Gambling Addiction Activates Same Brain Pathways As Drug Cravings
According to a recent study from researchers at Imperial College London, gambling addiction activates the same pathways in the brain as alcohol and drug cravings. Findings also suggest that impulse control may be weaker in people with gambling addiction.
Dr. Henrietta Bowden-Jones. Bowden-Jones, study co-author from the Department of Medicine at Imperial:
“We know the condition may have a genetic component – and that the children of gambling addicts are at higher risk of gambling addiction themselves – but we still don’t know the exact parts of the brain involved. This research identifies key brain areas, and opens avenues for targeted treatments that prevent cravings and relapse.”
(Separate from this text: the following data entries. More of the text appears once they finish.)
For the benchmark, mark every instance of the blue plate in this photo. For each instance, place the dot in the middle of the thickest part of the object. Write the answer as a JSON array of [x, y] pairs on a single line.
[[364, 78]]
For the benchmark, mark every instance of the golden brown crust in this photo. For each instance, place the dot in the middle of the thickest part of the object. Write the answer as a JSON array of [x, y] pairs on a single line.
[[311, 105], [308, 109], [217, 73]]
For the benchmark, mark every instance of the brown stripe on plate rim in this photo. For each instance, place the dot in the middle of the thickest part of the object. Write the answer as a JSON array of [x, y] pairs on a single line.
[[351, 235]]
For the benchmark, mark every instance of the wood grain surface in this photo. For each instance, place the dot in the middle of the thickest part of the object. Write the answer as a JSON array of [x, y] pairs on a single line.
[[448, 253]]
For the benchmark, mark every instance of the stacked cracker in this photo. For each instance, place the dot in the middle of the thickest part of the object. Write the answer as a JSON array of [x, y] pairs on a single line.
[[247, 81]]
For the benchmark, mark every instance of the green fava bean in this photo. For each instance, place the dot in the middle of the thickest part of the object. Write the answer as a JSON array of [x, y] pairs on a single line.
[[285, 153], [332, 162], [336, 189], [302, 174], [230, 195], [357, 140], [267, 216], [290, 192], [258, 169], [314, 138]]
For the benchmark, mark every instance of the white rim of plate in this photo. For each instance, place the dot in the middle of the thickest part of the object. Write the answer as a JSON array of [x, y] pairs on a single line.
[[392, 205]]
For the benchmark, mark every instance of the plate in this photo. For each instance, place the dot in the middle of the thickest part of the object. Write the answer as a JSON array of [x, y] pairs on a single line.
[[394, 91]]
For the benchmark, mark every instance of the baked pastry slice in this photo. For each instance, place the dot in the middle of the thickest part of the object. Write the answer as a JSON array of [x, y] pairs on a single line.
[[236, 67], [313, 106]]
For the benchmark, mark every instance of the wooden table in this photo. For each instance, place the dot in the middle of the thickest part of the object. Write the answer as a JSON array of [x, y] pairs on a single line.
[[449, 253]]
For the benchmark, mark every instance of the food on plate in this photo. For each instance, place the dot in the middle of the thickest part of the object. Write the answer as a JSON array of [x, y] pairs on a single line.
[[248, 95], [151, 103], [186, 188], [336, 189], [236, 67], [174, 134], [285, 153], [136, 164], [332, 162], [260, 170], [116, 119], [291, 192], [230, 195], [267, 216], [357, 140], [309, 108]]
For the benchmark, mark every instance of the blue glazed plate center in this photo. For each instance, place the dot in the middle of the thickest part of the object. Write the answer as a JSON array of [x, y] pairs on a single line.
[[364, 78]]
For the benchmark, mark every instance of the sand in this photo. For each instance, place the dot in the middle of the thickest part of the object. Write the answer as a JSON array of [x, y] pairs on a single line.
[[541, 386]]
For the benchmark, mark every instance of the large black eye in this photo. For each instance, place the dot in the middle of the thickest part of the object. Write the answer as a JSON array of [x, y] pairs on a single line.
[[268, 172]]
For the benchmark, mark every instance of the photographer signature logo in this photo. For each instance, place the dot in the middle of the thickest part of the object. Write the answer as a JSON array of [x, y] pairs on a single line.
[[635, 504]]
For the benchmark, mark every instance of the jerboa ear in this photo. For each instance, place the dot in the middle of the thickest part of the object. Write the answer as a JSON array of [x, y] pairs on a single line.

The study found that two areas of the brain, namely the insula and nucleus accumbens, are very active when persons with gambling addictions experience cravings. These same two areas have also been associated with alcohol and drug cravings, and are responsible for decision-making, reward processing, and impulse control.
The research was conducted at the National Problem Gambling Clinic, where scientists studied 19 patients with gambling addiction as well as 19 healthy controls. The most common problems reported were gambling related to electronic roulette and sports.
Each participant was placed in a magnetic resonance imaging (MRI) scanner to analyze brain activity. They were shown a variety of images, including scenes involving gambling, and asked to rate their craving levels.
The research team then determined which areas of the brain became active when the participants experienced cravings. They found that problem gamblers showed high activation in the insula and nucleus accumbens when they experienced a craving associated with a gambling image.
In gamblers, they also discovered that weaker connections between the nucleus accumbens and the frontal lobe were associated with greater cravings.
The frontal lobe, also involved with decision-making, may help regulate the insula through impulse control. Thus, a weak connection may result in increased impulsivity, making good decision-making more difficult.
Similar weak connections between these two areas have also been found to be involved with drug addiction. These connections may also be affected by mood and/or stress, which explains why both substance abusers and gambling addicts tend to relapse during challenging life experiences.
The group is now attempting to determine what treatments may reduce activity in the insula and nucleus accumbens, which in theory could reduce cravings.
The study, recently published in the journal Translational Psychiatry, was funded by the UK Medical Research Council.